From the railway tunnel, came a stringent smell of amphetamine and burning cow dung. The old men inhaling drugs were transported to a place of their imagining: and who could blame them.
“This is my home,” Ravi announced proudly. His space delineated by cardboard boxes covered in plants. 'They call me, ‘The Blind Gardener of New Delhi Junction.’ His terrible infirmities he treated as a blessing, insulating him from the
harsh ugliness of this world, his head landscaped with flowers, it was a magical, an oasis of calm in a joyless place. Some have ramparts of money to protect against hunger: street people are one full-belly away from starvation - but his nature was free of resentment and his serenity shone as a lamp gives out light and it shone for me.
My fury deterred the most persistent of pederasts and life settled into a routine of protecting my arse, protecting my friend, and daily visits to the municipal dump. Soon I became adept at timing our visit to coincide with the arrival of waste collected from wealthy districts. It was on one such day when we had treated our bellies to the remains of a wedding feast, that I found the necklace. Made of wood, but shiny with the caress of many hands, it was clearly well loved but of no street value. I am not sure why, but I handed it to a policeman and walked on. I stopped when he demanded my name. Licking the lead of his pencil he recorded my name and asked for my address. I pointed to the tunnel under the railway line.
Crackling and popping plastic waste, the fat Mercedes trod its way carefully over garbage and stopped outside our tunnel dormitory. A window wound down, a peak-capped chauffeur shouted my name - I came running.
“Are you the boy who handed-in the necklace?” Dumb with surprise I nodded. I couldn’t speak.
'Get in.'
The palatial splendour of the car’s interior contrasted with my rags and I remembered thinking: I could live here. We reached moneyed gates and beyond, I saw the pink confection of a house. A uniformed flunky ran to open the gates, saluted, - I saluted back - he smiled as we purred inside.
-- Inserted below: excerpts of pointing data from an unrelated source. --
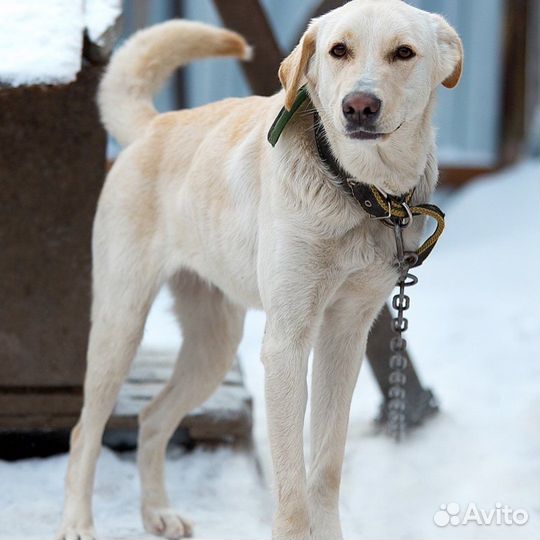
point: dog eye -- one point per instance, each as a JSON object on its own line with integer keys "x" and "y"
{"x": 339, "y": 50}
{"x": 404, "y": 53}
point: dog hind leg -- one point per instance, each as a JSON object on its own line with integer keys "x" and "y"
{"x": 124, "y": 289}
{"x": 212, "y": 329}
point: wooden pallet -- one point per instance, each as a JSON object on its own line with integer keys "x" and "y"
{"x": 227, "y": 414}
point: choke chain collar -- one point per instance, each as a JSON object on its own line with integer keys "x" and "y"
{"x": 398, "y": 213}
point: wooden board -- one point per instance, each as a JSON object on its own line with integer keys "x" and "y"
{"x": 226, "y": 415}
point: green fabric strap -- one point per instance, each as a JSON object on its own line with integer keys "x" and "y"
{"x": 282, "y": 119}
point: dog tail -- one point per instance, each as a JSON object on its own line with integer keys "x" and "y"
{"x": 139, "y": 68}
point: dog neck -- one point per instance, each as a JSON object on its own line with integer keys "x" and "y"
{"x": 396, "y": 165}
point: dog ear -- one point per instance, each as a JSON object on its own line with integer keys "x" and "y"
{"x": 450, "y": 53}
{"x": 293, "y": 69}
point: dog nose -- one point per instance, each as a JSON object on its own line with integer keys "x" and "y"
{"x": 361, "y": 108}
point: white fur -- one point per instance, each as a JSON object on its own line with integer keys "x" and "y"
{"x": 200, "y": 200}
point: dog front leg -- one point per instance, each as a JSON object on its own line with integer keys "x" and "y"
{"x": 338, "y": 354}
{"x": 294, "y": 308}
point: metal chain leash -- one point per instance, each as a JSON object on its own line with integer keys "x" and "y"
{"x": 396, "y": 403}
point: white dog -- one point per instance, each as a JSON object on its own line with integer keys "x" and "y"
{"x": 200, "y": 200}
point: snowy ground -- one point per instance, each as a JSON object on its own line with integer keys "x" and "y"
{"x": 475, "y": 337}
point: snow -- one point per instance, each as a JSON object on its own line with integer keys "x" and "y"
{"x": 41, "y": 41}
{"x": 99, "y": 16}
{"x": 475, "y": 339}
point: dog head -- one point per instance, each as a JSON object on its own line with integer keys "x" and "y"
{"x": 372, "y": 66}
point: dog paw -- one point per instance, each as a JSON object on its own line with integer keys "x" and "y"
{"x": 166, "y": 522}
{"x": 76, "y": 533}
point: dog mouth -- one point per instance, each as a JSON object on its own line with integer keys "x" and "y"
{"x": 363, "y": 135}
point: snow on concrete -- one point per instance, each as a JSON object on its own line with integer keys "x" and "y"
{"x": 41, "y": 40}
{"x": 99, "y": 16}
{"x": 475, "y": 337}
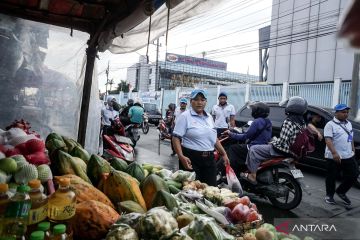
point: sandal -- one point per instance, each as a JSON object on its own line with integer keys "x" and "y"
{"x": 245, "y": 176}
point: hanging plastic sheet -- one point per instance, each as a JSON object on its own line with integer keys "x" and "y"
{"x": 40, "y": 77}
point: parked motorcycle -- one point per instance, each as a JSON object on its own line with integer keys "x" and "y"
{"x": 132, "y": 132}
{"x": 164, "y": 131}
{"x": 145, "y": 124}
{"x": 116, "y": 144}
{"x": 278, "y": 180}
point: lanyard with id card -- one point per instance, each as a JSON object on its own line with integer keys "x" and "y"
{"x": 350, "y": 137}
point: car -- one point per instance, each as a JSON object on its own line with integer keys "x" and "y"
{"x": 153, "y": 113}
{"x": 277, "y": 116}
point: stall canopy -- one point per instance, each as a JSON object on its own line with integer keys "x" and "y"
{"x": 118, "y": 25}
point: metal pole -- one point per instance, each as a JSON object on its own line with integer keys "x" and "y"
{"x": 90, "y": 60}
{"x": 354, "y": 98}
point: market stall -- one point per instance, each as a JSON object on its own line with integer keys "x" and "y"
{"x": 115, "y": 199}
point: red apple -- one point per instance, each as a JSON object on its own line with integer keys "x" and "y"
{"x": 240, "y": 212}
{"x": 245, "y": 200}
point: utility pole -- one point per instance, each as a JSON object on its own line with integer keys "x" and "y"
{"x": 354, "y": 98}
{"x": 107, "y": 77}
{"x": 157, "y": 79}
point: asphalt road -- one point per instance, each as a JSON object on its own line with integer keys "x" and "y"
{"x": 312, "y": 205}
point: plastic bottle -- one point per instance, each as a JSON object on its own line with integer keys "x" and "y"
{"x": 45, "y": 227}
{"x": 4, "y": 202}
{"x": 17, "y": 213}
{"x": 39, "y": 203}
{"x": 37, "y": 235}
{"x": 61, "y": 204}
{"x": 59, "y": 232}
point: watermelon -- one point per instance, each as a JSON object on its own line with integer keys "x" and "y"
{"x": 135, "y": 170}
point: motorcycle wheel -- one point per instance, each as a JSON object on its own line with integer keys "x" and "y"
{"x": 145, "y": 128}
{"x": 295, "y": 191}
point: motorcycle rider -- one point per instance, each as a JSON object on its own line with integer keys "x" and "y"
{"x": 125, "y": 120}
{"x": 295, "y": 109}
{"x": 136, "y": 113}
{"x": 259, "y": 132}
{"x": 108, "y": 113}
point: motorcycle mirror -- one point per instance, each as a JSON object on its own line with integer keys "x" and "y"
{"x": 283, "y": 103}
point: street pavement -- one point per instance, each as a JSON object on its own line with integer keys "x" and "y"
{"x": 312, "y": 205}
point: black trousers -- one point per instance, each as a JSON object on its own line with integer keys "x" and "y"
{"x": 220, "y": 131}
{"x": 203, "y": 164}
{"x": 350, "y": 171}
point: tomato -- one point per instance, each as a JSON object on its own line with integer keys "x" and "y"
{"x": 252, "y": 216}
{"x": 245, "y": 200}
{"x": 240, "y": 212}
{"x": 231, "y": 203}
{"x": 253, "y": 206}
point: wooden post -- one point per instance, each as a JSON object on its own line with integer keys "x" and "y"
{"x": 91, "y": 52}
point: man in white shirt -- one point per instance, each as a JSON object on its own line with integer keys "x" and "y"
{"x": 223, "y": 114}
{"x": 339, "y": 154}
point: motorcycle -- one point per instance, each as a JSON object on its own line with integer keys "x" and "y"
{"x": 116, "y": 144}
{"x": 145, "y": 124}
{"x": 132, "y": 132}
{"x": 164, "y": 131}
{"x": 278, "y": 180}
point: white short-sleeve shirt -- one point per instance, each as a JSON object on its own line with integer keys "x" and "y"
{"x": 196, "y": 131}
{"x": 342, "y": 143}
{"x": 222, "y": 115}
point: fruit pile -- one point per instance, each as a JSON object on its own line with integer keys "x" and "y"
{"x": 118, "y": 200}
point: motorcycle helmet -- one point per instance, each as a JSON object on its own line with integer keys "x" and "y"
{"x": 296, "y": 105}
{"x": 172, "y": 106}
{"x": 259, "y": 109}
{"x": 130, "y": 102}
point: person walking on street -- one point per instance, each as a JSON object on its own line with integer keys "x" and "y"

We stopped on the gravel drive chinking like coins in the pocket. The chauffeur pointed to a shower-head bowing to the lawn. 'Get yourself washed.'
I played in the sun spangled water. I never knew water could be that clean. He returned and gave me a white towel as large as a Polar bear. 'Put these on,' he handed me pants, t-shirt and shorts.
It seemed that the necklace had been given by her son shortly before he died in a car accident. She never said she loved me but love is not what you say love is what you do and happiness was piled thick upon me.
As I lay in my hospital bed, guilt clutched at my throat, the so damaged gardener of New Delhi Junction, the kindest of men, shared the little he had with a small boy who had nothing. Guilt was heavy upon me, just as uncle had abandoned me, so I had abandoned Ravi and I sobbed just as mother had sobbed.